Student research opportunities
Scalable knowledge discovery from very large environmental data CSIRO PhD top-up $15000 per year available for application
Project Code: CECS_846
This project is available at the following levels:
Keywords:
Scalable, data mining, spatial/temporal modelling
Supervisors:
Dr Warren JinProfessor Tom Gedeon
Outline:
Due to advancement of technology, massive amounts of data are being collected at a large number of spatial locations for a considerable time period in the environmental and geophysical sciences. For example, soil brightness, which can be retrieved to indicate daily surface soil moisture, is observed over the global by remote sensors, like ASCAT aboard the EUMETSAT METOP satellite; the online SILO database includes about 120 years of continuous daily weather records (up to 16 climate variables) from around 3800 Bureau of Meteorology stations across Australia and is updated near real-time. This project aims to develop computationally efficient models/techniques to discover useful knowledge hidden in very large geo-referenced time series. Spatial and/or temporal dependency within very large spatio-temporal data simply overwhelm traditional learning techniques, including maximum likelihood estimation, Bayesian methods, Monte Carlo Markov chain, or best linear unbiased prediction. In particular, they must invert and calculate determinants of very high dimensional covariance matrices, both of which have cubic time complexity. One possible direction is to develop a distributed computation version of these techniques based on modern high performance computation techniques like cloud computation or high performance computers. Alternatively, computation efficiency can be achieved via trading off accuracy for speed. However, data aggregation or other dimension reduction techniques may lose local accuracy; imposing block diagonal or other sparse matrix approximations may obscure large scale dependencies. Thus, care must be taken with appropriate approximation mechanisms in order to retain acceptable accuracy.
Goals of this project
The project will develop scalable computation/learning techniques/software for very large spatio-temporal data with impact on some national environmental challenges.
Requirements/Prerequisites
- Applicants are expected to have a major in computer science or applied statistics/mathematics.

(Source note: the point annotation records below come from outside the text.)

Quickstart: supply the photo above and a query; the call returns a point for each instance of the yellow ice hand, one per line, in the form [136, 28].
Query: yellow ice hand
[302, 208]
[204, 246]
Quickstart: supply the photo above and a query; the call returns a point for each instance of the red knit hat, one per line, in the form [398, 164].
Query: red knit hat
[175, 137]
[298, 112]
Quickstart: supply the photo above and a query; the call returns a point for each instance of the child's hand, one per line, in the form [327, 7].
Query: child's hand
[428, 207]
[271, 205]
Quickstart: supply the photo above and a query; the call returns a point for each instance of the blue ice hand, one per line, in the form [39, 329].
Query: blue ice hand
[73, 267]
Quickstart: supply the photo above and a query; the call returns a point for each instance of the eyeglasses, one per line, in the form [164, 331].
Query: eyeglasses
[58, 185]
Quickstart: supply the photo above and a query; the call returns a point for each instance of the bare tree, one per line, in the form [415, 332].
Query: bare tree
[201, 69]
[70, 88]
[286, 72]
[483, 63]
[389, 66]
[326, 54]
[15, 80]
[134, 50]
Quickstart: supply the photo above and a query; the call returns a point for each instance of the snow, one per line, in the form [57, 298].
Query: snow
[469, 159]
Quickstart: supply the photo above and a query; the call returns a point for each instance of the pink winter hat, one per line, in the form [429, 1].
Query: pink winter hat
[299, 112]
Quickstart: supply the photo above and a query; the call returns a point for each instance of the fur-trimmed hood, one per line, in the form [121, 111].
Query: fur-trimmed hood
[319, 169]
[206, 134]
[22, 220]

- Preferably with strong background in statistical computation or machine learning.
- Preferably with excellent programming skills (C/C++, R)
- Preferably with high performance computation experience
Student Gain
A student working in this project can expect
- to learn state-of-art of scalable data mining techniques
- to be involved in developing cutting-edge techniques to handle very large environmental data sets while working with a research group delivering great science and innovative solutions for Australian society and economy;
- Supplementary PhD scholarship available from CSIRO
Background Literature
- Jiawei Han, Micheline Kamber, and Jian Pei, Data Mining: Concepts and Techniques, 3rd edition, Morgan Kaufmann, 2011
- Cressie, N., T. Shi, and E. L. Kang (2010), Fixed Rank Filtering for Spatio-Temporal Data, Journal of Computational and Graphical Statistics, 19(3), 724-745, DOI 10.1198/jcgs.2010.09051;
- Harvey Miller and Jiawei Han (eds.), Geographical Data Mining and Knowledge Discovery, (2nd ed.), Taylor & Francis, 2009.
- Porcu et al. (eds.), Advances and Challenges in Space-time Modelling of Natural Events. Springer, 2012.